Consejos para DORMIR BIEN y ENTRENAR MEJOR

Dormir es, generalmente, lo primero que se nos ocurre “sacrificar” en nuestras “ocupadas vidas” para cumplir con nuestros múltiples quehaceres. Quitamos una hora aquí y una allá con el fin de poder “hacer más” durante el día, trabajando y pensando que dormir es improductivo. “Podré recuperarme mañana”, pensamos, “pero si me quedo despierto un poco más tarde podré hacer más”.

A veces no nos damos cuenta que, no dormir lo suficiente durante un largo periodo de tiempo es muy peligroso, aunque no lo parezca. Lejos de tener una total recuperación mientras dormimos, nuestros cuerpos seguirán intensamente ocupados. Mientras nuestra mente queda en estado inconsciente algunos de los más sofisticados mecanismos de nuestro cuerpo se encargan de hacer la difícil e importante tarea de reparar y mantener cada uno de nuestros aspectos fisiológicos y psicológicos.
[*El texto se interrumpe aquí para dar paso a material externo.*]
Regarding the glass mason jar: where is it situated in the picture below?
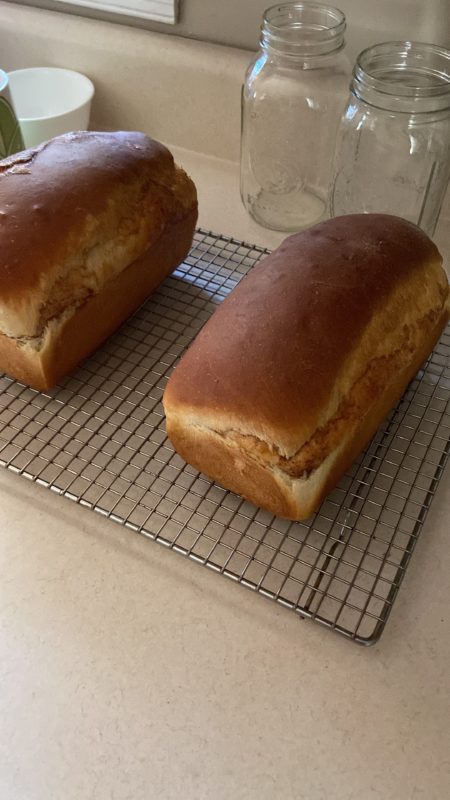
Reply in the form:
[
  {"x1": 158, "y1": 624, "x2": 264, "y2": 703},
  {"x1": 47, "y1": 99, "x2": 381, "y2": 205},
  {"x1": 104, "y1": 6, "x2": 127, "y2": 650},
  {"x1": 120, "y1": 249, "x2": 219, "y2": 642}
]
[
  {"x1": 330, "y1": 42, "x2": 450, "y2": 236},
  {"x1": 241, "y1": 3, "x2": 350, "y2": 231}
]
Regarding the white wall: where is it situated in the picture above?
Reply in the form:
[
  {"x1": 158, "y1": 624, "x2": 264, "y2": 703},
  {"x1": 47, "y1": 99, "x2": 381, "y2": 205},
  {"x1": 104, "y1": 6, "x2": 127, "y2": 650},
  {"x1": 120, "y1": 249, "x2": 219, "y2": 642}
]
[{"x1": 6, "y1": 0, "x2": 450, "y2": 60}]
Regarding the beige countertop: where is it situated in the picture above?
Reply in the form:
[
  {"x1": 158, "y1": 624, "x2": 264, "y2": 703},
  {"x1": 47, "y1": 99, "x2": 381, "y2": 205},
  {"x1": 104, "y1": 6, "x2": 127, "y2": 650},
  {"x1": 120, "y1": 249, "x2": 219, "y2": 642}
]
[
  {"x1": 0, "y1": 9, "x2": 450, "y2": 800},
  {"x1": 0, "y1": 148, "x2": 450, "y2": 800}
]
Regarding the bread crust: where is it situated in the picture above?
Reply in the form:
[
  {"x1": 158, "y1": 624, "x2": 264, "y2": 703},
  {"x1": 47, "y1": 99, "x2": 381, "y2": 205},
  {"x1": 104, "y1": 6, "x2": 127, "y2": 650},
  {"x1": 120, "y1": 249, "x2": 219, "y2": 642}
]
[
  {"x1": 0, "y1": 131, "x2": 197, "y2": 337},
  {"x1": 0, "y1": 131, "x2": 197, "y2": 390},
  {"x1": 0, "y1": 209, "x2": 197, "y2": 391},
  {"x1": 164, "y1": 215, "x2": 449, "y2": 519}
]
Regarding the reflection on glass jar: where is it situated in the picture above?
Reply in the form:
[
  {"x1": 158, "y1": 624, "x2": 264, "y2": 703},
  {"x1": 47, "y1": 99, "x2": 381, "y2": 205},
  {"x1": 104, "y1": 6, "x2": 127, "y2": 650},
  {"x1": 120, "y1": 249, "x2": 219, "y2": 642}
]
[
  {"x1": 241, "y1": 3, "x2": 349, "y2": 231},
  {"x1": 330, "y1": 42, "x2": 450, "y2": 235}
]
Por esta razón, DORMIR ES DE VITAL IMPORTANCIA para sostener en óptimas condiciones nuestro desarrollo mental, estabilizar nuestro estado de ánimo, fortalecer el sistema inmunológico, ayuda a lidiar con el estrés, hace reparación de células y recupera el equilibrio de nuestra bioquímica y mantenimiento general para un metabolismo saludable.
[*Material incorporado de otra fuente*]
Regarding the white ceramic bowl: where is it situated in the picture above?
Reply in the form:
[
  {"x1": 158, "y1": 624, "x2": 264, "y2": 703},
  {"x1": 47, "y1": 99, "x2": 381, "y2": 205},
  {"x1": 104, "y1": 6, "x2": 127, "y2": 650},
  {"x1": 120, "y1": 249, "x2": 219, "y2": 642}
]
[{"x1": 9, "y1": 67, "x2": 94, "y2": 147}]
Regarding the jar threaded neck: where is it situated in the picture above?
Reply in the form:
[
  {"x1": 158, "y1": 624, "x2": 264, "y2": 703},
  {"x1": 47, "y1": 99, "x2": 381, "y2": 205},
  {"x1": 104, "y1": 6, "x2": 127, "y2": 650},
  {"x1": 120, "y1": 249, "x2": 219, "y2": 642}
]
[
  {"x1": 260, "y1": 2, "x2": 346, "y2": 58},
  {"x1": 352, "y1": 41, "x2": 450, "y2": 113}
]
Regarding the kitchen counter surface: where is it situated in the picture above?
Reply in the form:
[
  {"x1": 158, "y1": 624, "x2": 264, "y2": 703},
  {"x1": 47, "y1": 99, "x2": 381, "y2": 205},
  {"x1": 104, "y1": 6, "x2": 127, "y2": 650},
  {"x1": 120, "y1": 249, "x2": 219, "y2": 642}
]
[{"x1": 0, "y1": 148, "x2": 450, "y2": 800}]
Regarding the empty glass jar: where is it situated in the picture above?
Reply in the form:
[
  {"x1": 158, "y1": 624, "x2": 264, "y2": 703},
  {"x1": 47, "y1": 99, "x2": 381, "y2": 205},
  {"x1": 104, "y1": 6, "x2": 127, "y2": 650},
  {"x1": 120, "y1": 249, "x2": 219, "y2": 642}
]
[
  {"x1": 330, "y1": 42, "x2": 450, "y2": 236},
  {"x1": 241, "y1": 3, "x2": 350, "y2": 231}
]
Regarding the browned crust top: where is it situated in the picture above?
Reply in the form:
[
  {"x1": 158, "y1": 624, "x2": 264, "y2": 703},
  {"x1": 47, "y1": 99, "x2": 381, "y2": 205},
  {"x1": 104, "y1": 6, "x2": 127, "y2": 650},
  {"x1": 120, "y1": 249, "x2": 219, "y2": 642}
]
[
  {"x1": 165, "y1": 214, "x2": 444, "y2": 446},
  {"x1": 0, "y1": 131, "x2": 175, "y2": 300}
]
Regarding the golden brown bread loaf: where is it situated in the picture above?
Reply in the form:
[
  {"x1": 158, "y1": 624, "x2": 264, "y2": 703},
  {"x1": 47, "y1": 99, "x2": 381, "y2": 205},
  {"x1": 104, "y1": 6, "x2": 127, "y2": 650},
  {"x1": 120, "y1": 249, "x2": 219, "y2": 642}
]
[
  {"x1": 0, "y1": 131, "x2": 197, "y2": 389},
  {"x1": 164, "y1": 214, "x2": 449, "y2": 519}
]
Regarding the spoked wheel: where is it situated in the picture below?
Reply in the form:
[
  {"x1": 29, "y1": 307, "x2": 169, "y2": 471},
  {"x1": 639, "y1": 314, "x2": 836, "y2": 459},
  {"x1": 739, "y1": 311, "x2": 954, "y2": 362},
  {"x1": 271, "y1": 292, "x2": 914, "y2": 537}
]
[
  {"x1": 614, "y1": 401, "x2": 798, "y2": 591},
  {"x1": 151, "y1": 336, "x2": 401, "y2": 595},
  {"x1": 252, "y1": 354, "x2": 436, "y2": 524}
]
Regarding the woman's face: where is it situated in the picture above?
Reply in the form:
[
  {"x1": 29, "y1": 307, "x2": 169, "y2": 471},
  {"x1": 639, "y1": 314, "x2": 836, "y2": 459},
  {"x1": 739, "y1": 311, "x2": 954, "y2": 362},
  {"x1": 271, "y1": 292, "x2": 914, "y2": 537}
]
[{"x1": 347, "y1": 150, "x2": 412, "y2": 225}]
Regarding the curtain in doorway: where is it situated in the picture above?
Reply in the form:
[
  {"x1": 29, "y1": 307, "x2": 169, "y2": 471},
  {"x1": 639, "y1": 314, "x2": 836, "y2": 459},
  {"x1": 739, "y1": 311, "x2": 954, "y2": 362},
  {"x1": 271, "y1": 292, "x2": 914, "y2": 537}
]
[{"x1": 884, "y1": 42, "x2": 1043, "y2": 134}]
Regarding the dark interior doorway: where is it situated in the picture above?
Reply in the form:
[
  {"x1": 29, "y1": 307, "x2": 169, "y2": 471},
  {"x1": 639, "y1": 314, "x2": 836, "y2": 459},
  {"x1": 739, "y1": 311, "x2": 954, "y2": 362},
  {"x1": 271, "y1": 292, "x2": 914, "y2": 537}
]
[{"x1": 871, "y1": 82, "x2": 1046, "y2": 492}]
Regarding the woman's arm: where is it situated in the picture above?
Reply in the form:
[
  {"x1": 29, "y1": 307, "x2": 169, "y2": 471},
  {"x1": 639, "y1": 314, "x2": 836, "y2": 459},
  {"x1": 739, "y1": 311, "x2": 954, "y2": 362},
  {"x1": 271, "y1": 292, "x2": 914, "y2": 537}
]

Cientos de procesos biológicos ocurren mientras dormimos, y cada uno de ellos nos permite ser más productivos, estar más alerta y saludables durante nuestras horas despiertos.
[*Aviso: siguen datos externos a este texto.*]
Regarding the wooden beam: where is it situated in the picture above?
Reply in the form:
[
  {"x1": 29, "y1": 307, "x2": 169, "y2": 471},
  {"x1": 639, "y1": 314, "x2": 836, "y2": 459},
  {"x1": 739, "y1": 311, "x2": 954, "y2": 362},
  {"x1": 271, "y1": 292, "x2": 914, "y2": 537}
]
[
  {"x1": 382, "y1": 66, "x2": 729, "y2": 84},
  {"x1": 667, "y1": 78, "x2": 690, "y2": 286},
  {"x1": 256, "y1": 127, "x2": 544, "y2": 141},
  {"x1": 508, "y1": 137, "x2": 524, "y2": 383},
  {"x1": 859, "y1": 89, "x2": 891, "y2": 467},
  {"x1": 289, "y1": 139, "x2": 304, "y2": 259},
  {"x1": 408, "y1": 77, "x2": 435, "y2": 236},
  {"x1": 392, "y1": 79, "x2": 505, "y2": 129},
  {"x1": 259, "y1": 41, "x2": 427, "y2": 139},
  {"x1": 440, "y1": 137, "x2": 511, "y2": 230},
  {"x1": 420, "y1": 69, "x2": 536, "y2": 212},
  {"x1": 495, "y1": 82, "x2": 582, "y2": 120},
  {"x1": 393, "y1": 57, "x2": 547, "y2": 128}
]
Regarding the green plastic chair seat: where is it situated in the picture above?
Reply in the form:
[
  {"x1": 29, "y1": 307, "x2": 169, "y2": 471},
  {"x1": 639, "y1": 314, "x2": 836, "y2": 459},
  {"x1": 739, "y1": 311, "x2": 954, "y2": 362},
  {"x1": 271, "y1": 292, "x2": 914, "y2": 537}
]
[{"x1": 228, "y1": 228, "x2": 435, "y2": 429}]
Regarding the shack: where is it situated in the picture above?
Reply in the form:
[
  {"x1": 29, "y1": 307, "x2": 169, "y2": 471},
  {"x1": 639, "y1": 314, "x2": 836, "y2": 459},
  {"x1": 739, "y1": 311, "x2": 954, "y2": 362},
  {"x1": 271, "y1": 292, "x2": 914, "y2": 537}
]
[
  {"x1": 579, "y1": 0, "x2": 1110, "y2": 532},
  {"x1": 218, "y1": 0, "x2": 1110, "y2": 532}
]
“Dormir es un imperativo biológico”, dice el MD. Dr. Mark Mahowald, neurólogo y profesor adjunto de Psiquiatría y Ciencias Conductuales de la Universidad de Standford, en Estados Unidos. Y añade: “No es negociable. Cualquier grado de somnolencia perjudicará el rendimiento y estado de ánimo”.

Aparentemente, muchos norteamericanos no han tomado aún en serio esta importante advertencia. De acuerdo con una encuesta realizada por la National Sleep Foundation, cerca de un tercio de los adultos en Estados Unidos se quejan de que la somnolencia interfiere con sus vidas.

Por lo que, aquellos de ustedes que tiene que lidear con sus diferentes rangos de fatiga, saben que, no dormir lo suficiente NO los ayudará a sentirse mejor, no ahora ni nunca.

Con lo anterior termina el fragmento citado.